Like her older sister, Kate, Mara enrolled in acting classes from a very early age. She always knew she wanted to be an actor, she says, and eventually decided to try out for the school play at the end of ninth grade—Romeo and Juliet. One of the judges at the audition was her English teacher, Mr. Shanley (with whom she's still pen pals to this day). She performed her monologue and darted out of the room. Mr. Shanley came sprinting after her down the hall and exclaimed, "I didn't know you could really talk! That was amazing!" Mara won the coveted role of Juliet.

"After we did the play, people kept coming up to me and saying, 'I didn't know you really spoke,' " she says. "I'm very shy but when I get comfortable with people I'm not, and I have a little spark to my personality ... a little punch. But I'm very slow to warm up to people."

She graduated high school early and visited Bolivia, Peru, and Ecuador as part of a four-month study-abroad program, which she says was "life-changing." Afterward, she enrolled in George Washington University but "hated" the frat-party scene there, so Mara transferred to New York University following her freshman year. "I loved NYU, but I don't know one person that went there; I didn't make one friend," says Mara. "I was living off-campus with friends from high school and was trying to get acting jobs."

When Mara began auditioning at 19, she noticed that most of the girls she was competing against had been acting since an early age. S--t, I think it's too late, she thought. Struggling to book gigs, Mara starred in two short films by fellow NYU students to beef up her acting reel, but says she never received the tapes. "The first one was called La Familia, and I played the daughter of a messed-up family and I had this scene where I screamed at my mom," she says with a rare laugh. "The other one was Betty Dove and I played the cool, mean girl."

After a few regrettable roles, including that of an affluent teen who gets her jollies terrorizing fat people on Law & Order: Special Victims Unit, and the tortured lead in the movie remake of A Nightmare on Elm Street, Mara hit pay dirt with the one-two punch of The Social Network and The Girl With the Dragon Tattoo.

For Dragon Tattoo, Mara completely embodied Salander—dying her hair jet black, fashioning it into a goth mullet, and covering her body in piercings. When filming wrapped, it became evident that remnants of Salander remained in Mara. Gone were the brown tresses and bubbly dresses in favor of dark bangs and a plethora of black haute-couture dresses that accentuate her incredibly fair skin.
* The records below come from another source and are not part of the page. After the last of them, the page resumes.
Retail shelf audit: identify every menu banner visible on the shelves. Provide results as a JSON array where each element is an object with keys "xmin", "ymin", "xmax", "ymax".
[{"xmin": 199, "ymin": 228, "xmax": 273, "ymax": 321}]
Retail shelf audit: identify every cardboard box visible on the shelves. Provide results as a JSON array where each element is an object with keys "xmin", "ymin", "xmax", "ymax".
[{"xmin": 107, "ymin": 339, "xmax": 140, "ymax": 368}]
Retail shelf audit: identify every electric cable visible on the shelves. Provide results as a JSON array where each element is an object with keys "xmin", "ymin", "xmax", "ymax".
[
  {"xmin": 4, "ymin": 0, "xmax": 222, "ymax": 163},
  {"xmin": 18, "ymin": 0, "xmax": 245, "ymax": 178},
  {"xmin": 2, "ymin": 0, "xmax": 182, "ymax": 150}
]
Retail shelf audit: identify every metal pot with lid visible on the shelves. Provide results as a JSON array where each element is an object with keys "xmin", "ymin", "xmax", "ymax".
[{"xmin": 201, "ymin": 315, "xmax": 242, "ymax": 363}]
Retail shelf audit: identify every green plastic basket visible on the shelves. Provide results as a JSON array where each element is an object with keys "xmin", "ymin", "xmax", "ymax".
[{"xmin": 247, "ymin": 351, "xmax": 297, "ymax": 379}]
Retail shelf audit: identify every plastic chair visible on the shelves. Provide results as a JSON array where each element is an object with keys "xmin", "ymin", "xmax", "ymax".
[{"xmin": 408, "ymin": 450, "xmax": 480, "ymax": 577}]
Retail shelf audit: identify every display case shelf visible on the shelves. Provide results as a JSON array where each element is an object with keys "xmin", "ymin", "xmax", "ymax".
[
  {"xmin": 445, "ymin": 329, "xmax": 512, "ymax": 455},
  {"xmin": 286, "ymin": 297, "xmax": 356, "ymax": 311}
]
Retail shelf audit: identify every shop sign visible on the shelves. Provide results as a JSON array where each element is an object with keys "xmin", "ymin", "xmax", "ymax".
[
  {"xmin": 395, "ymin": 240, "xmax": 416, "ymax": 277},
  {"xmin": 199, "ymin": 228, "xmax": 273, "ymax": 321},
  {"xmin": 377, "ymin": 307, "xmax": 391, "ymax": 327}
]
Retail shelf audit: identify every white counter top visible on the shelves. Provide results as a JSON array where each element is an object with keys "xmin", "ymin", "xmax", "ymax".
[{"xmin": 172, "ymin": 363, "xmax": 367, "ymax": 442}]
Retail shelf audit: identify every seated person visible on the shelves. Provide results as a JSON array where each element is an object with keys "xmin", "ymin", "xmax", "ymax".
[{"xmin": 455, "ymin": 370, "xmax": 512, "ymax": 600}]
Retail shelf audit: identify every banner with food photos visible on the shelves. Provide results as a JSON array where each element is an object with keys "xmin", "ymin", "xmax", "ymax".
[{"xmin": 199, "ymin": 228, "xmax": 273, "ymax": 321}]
"[Playing Salander] was hard to shake off," she says. "But my style has always changed and I've always had an eye for fashion. When I was little, I would wear the weirdest things and really believe in them. And I used to wear more feminine stuff, but I don't feel like myself in those things anymore. I feel too old to be wearing little baby-doll dresses."
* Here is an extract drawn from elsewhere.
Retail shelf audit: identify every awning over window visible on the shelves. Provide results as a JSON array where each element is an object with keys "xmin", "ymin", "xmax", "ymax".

Mara and her Dragon Tattoo costar, Daniel Craig, are signed on for two more films, but the franchise's future remains up in the air. She says she's "ready to go," while Fincher says he can't discuss the prospect of sequels, only confiding "we're trying to get there."

In the meantime, Mara wants to take some time off to travel, and wait patiently on the sidelines until the right role comes along. She's also worried that, with four films being released this year, she'll become overexposed. "I think it's actually too much," she says. "I like working all the time, but I don't think it's good to have yourself out there all the time. I don't want people to get sick of me."
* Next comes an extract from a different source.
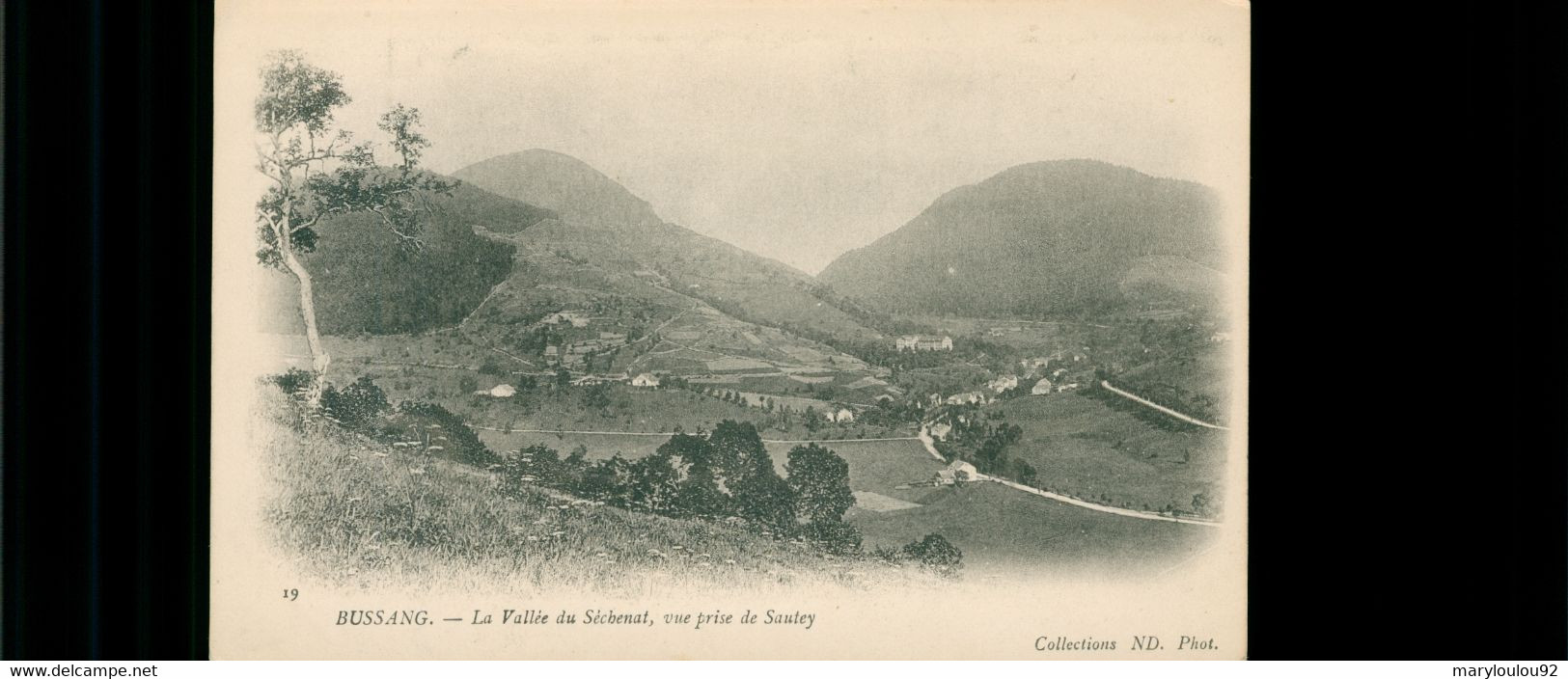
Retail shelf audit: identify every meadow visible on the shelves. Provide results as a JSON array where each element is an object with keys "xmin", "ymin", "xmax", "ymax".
[
  {"xmin": 251, "ymin": 392, "xmax": 939, "ymax": 596},
  {"xmin": 988, "ymin": 394, "xmax": 1226, "ymax": 511}
]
Soderbergh, who says he is retiring "for the foreseeable future" from feature filmmaking after Side Effects, doesn't see that happening any time soon. "The thing that Robert Redford had that was compelling was that you never felt like you were getting all of him; he was always just out of reach," he says. "But boy, did you want to reach him. Rooney has that innate quality. It's called watchability."